O terceiro colocado foi o
brasileiro Felipe Massa. Terceiro lugar depois de mais de um ano sem subir ao
pódio e desta vez sem “incompetências ou azares”. Massa fez uma corrida
conservadora. Não dividiu curva, não tentou ultrapassagem sem margem de
segurança e ainda contou com a má largada de Bottas para sacramentar seu bom
resultado. Resultado esse que pode ser um grito de independência dos maus
resultados ou apenas um ultimo suspiro antes de voltar ao que há muito tempo é sua
normalidade, de sexto para trás. Honestamente, prefiro que seja seu grito de
independência.
A Ferrari, ah, a Ferrari. Equipe
com a maior pompa do circulo da velocidade, se queda a cada temporada. E dessa
vez morreu em casa. Atuação pífia. Boatos sobre a saída do seu presidente Luca
de Montezemolo e a volta de Ross Brawn. Alonso quebrando depois de 29 corridas
pontuando e um Kimi que brilhou na Bélgica, voltando a ser um coadjuvante. Triste
fim, morrer em casa na frente dos Tifósis. A equipe com esse carro lento que agoniza em 2014 já deve estar pensando em renascer em 2015.
Por mais que não queiram
admitir, por mais que os holofotes da TV não mostrem, a dupla Ricciardo e
Bottas está mostrando o que é pilotagem esse ano. Se Riccardo já venceu três vezes,
Bottas já merece no mínimo uma. O que pilotam esses guris.

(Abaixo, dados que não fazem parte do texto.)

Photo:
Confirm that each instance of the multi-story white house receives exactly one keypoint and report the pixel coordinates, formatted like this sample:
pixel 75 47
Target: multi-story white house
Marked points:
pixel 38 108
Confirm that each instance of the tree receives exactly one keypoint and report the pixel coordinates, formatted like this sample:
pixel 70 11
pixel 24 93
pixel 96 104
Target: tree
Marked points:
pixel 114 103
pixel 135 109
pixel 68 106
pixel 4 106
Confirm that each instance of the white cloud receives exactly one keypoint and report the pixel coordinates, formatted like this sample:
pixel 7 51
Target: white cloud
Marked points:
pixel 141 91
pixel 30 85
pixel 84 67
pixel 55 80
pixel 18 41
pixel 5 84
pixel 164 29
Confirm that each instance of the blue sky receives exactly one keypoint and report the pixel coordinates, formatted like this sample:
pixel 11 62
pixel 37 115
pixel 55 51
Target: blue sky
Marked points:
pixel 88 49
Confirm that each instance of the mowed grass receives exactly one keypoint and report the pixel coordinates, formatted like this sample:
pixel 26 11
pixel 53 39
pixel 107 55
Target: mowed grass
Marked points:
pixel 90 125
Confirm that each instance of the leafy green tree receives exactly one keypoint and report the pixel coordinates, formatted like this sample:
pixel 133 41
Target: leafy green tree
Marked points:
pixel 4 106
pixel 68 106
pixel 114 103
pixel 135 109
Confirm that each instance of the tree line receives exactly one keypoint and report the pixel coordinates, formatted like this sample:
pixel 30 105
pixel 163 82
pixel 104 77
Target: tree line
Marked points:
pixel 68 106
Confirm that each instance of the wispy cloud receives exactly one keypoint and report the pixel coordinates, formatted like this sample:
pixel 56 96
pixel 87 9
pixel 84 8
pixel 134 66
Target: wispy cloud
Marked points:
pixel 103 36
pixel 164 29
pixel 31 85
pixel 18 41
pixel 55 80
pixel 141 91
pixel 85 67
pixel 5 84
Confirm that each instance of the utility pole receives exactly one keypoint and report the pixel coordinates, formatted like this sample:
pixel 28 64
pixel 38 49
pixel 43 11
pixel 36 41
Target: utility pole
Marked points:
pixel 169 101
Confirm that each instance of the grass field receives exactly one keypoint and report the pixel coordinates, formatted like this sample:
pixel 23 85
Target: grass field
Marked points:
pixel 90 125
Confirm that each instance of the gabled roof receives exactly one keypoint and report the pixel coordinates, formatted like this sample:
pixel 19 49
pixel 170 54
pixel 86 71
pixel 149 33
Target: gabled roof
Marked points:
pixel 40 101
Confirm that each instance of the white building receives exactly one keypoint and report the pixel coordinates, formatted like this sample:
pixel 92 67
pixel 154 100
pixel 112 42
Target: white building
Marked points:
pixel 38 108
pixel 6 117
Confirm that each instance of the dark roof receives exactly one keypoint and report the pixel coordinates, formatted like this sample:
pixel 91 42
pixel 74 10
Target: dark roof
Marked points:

Ricciardo vinha fazendo uma
corrida morna, escondida como sempre, e quando se dá conta, lá está ele
ultrapassando carros, dando X no Vettel, marcando seu território. Fantástico ano do
João sorrisão australiano. Se as coisas se aprumaram na Mercedes, pior para
ele, caso contrário, Ricciardo pode fazer
história em 2014.
Já Bottas é cada dia mais
fenomenal. Não largou bem, alguns disseram que ele trocou de performance com
seu companheiro de equipe em Monza, mas, o que se viu foi um verdadeiro show do
finlandês. Ultrapassagens e mais ultrapassagens. Sua briga com Magnussen foi de
arrepiar e cair 4º para 10º e voltar do 10º ao 4º em 53 voltas premiou a constante
performance desse piloto arrojado. A Williams nessa crescente e a Red Bull
voltando a normalidade, em 2016 a briga vai ser boa. Sim, 2016 (meu momento mãe Dinah).
Para finalizar, Perez e Button
nos deram um bônus com um pega fantástico. Agora a próxima etapa é em
Cingapura, lá a pole e o grid de classificação definem 80% da corrida. Bom, mas a próxima etapa são outros 500.